PREFACIO DEL EDITOR

Cada cosa es lo que es, y no otra cosa.

JOSEPH BUTLER[1]

Todo es lo que es…

ISAIAH BERLIN[2]

La observación de Butler era una de las citas favoritas de Isaiah Berlin, y él la evoca en uno de sus ensayos más importantes. Aquí la tomo como punto de partida para evitar malentendidos, ya que lo primero que ha de decirse acerca del presente volumen es que no se trata en absoluto de la obra sobre el romanticismo que Berlin siempre anheló escribir después de concluir las conferencias A. W. Mellon sobre este tema en la National Gallery of Art de Washington, en marzo y abril de 1965. Durante los años subsiguientes, en especial después de retirarse en 1975 de sus funciones como presidente del Wolfson College de Oxford, Berlin continuó desarrollando una extensa lectura, teniendo siempre en mente escribir un libro sobre el romanticismo para el que acumuló una gran cantidad de apuntes. En la última década de su Vida reunió todas sus notas en un despacho y se dedicó a organizarlas y recomponerlas: confeccionó una lista de encabezamientos bajo los cuales ordenó una selección de dichos apuntes que grababa en casete. También consideró utilizar este material para una larga introducción a una edición de un trabajo de E. T. A. Hoffmann, en lugar de publicarlo como un ensayo independiente. Pero en definitiva, esta nueva síntesis nunca prosperó, tal vez, en parte, por haberla dejado estar demasiado tiempo; y tengo entendido que Berlin nunca fue más allá de la primera línea de dicha obra.

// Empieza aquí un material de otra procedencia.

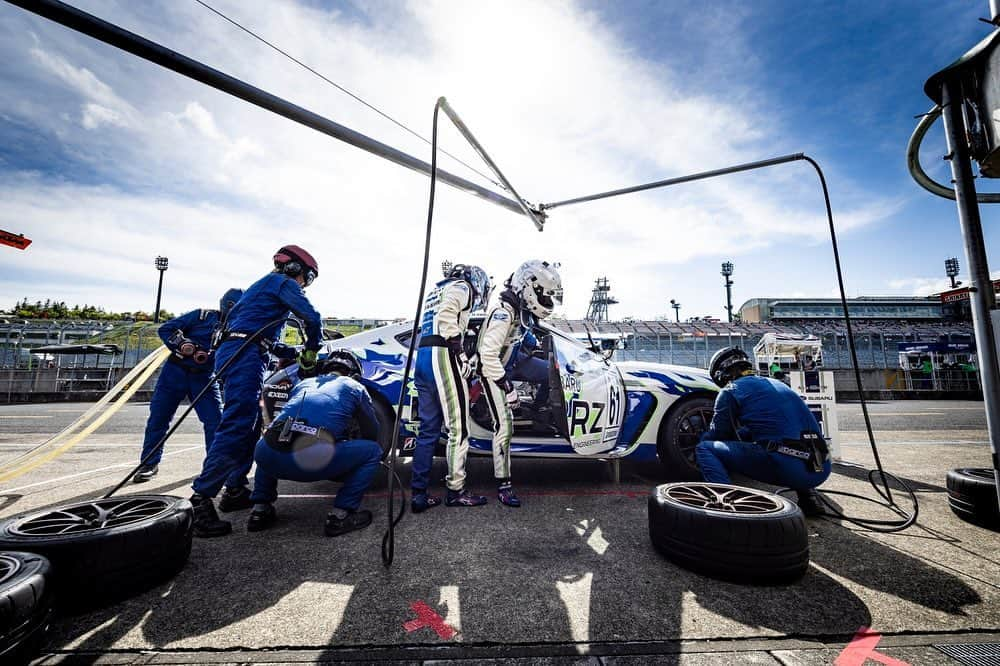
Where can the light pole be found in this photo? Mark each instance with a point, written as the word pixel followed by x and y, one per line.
pixel 951 270
pixel 727 271
pixel 161 265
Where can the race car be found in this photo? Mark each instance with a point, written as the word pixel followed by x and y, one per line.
pixel 596 408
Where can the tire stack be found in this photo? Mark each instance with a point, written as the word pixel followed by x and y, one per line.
pixel 972 496
pixel 81 555
pixel 729 532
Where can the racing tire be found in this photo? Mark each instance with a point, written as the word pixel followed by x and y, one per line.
pixel 386 417
pixel 25 605
pixel 679 435
pixel 729 532
pixel 105 549
pixel 972 496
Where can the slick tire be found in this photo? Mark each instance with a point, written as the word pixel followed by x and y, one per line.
pixel 972 495
pixel 386 419
pixel 679 435
pixel 106 549
pixel 729 532
pixel 25 605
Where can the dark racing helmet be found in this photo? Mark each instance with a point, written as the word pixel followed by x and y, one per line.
pixel 293 261
pixel 477 279
pixel 727 364
pixel 341 360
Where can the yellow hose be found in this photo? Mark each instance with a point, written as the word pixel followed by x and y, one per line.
pixel 48 450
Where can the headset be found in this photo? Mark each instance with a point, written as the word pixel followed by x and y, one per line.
pixel 289 264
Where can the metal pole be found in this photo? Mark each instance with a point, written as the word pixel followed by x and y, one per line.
pixel 159 291
pixel 538 219
pixel 981 295
pixel 729 299
pixel 672 181
pixel 109 33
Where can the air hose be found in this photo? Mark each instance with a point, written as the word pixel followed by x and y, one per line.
pixel 389 539
pixel 216 376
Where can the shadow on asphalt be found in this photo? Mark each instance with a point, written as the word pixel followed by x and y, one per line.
pixel 574 565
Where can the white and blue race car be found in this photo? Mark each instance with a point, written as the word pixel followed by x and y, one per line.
pixel 597 408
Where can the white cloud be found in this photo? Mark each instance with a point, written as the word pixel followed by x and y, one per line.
pixel 565 108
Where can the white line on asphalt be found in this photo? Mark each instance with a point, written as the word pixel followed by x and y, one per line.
pixel 93 471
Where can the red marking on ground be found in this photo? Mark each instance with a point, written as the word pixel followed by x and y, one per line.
pixel 426 617
pixel 862 648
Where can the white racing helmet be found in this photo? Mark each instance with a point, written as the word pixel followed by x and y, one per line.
pixel 538 285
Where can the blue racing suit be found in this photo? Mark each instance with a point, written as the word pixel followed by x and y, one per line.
pixel 755 419
pixel 180 378
pixel 263 308
pixel 322 411
pixel 442 392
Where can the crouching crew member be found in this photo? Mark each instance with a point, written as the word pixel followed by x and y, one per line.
pixel 530 294
pixel 261 313
pixel 441 379
pixel 762 429
pixel 312 439
pixel 186 373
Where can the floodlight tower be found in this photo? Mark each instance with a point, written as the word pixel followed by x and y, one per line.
pixel 600 299
pixel 951 270
pixel 727 272
pixel 161 265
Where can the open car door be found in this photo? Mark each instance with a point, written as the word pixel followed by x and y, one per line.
pixel 588 393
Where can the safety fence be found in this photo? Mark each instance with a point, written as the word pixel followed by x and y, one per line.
pixel 23 374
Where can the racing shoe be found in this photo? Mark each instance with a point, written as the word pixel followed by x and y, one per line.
pixel 464 498
pixel 507 496
pixel 421 501
pixel 354 520
pixel 810 502
pixel 145 473
pixel 206 520
pixel 235 499
pixel 262 517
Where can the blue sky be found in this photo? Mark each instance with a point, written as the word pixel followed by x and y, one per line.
pixel 107 161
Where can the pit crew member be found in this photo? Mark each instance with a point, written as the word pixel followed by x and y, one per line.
pixel 186 373
pixel 762 429
pixel 441 379
pixel 312 439
pixel 531 293
pixel 259 315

El hecho de que no haya escrito una versión revisada de sus apuntes es, a todas luces, motivo de pesar tanto para los lectores como lo fue para el propio Berlin. Pero la pérdida no es total: de haber existido, el presente volumen —que no es más que una transcripción editada de sus conferencias— jamás habría sido publicado; y la frescura, la sensación de proximidad, de intensidad y vivacidad que nos transmite no se habrían dado en una versión cuidadosamente editada y ampliada. Hay varias otras conferencias de Berlin, que sobreviven en forma de grabaciones o transcripciones, que pueden compararse con las obras que luego derivaron de ellas, o con los textos que les sirvieron de base. Nos demuestra que las repetidas revisiones que Berlin hacía de sus escritos en vías de publicación, si bien enriquecían conceptualmente el contenido y daban mayor precisión al trabajo, a veces también restaban espontaneidad y fuerza a su discurso. Un texto que funciona tan sólo como guión narrativo —un «torso», lo denominaría Berlin— puede darle a una conferencia mayor vivacidad y autenticidad que la mera lectura de un manuscrito. La conferencia dictada a partir de apuntes y el libro cuidadosamente preparado y editado son, podría decirse, en terminología pluralista, inconmensurables. En este caso, ya sea para nuestro beneficio o detrimento, contamos únicamente con uno de los dos proyectos intelectuales centrales de Berlin.

El título empleado en este libro fue sugerido por el propio Berlin tempranamente. Luego, para dictar sus conferencias, fue reemplazado por «Las fuentes del pensamiento romántico», debido a que en las primeras páginas de la novela de Saul Bellow Herzog, publicada en 1964, el personaje principal, un profesor universitario judío llamado Moisés Herzog pasaba por una crisis de autoestima e intentaba, sin demasiado éxito, dictar en una escuela nocturna de Nueva York un curso de educación para adultos cuyo título era precisamente «Las raíces del romanticismo». Según tengo entendido, esto fue una mera coincidencia —Berlin negó que estos hechos tuvieran conexión alguna— pero, de cualquier modo, el primer título tenía mayor resonancia, y si existieron en algún momento razones para abandonarlo, sin duda hoy han desaparecido[3].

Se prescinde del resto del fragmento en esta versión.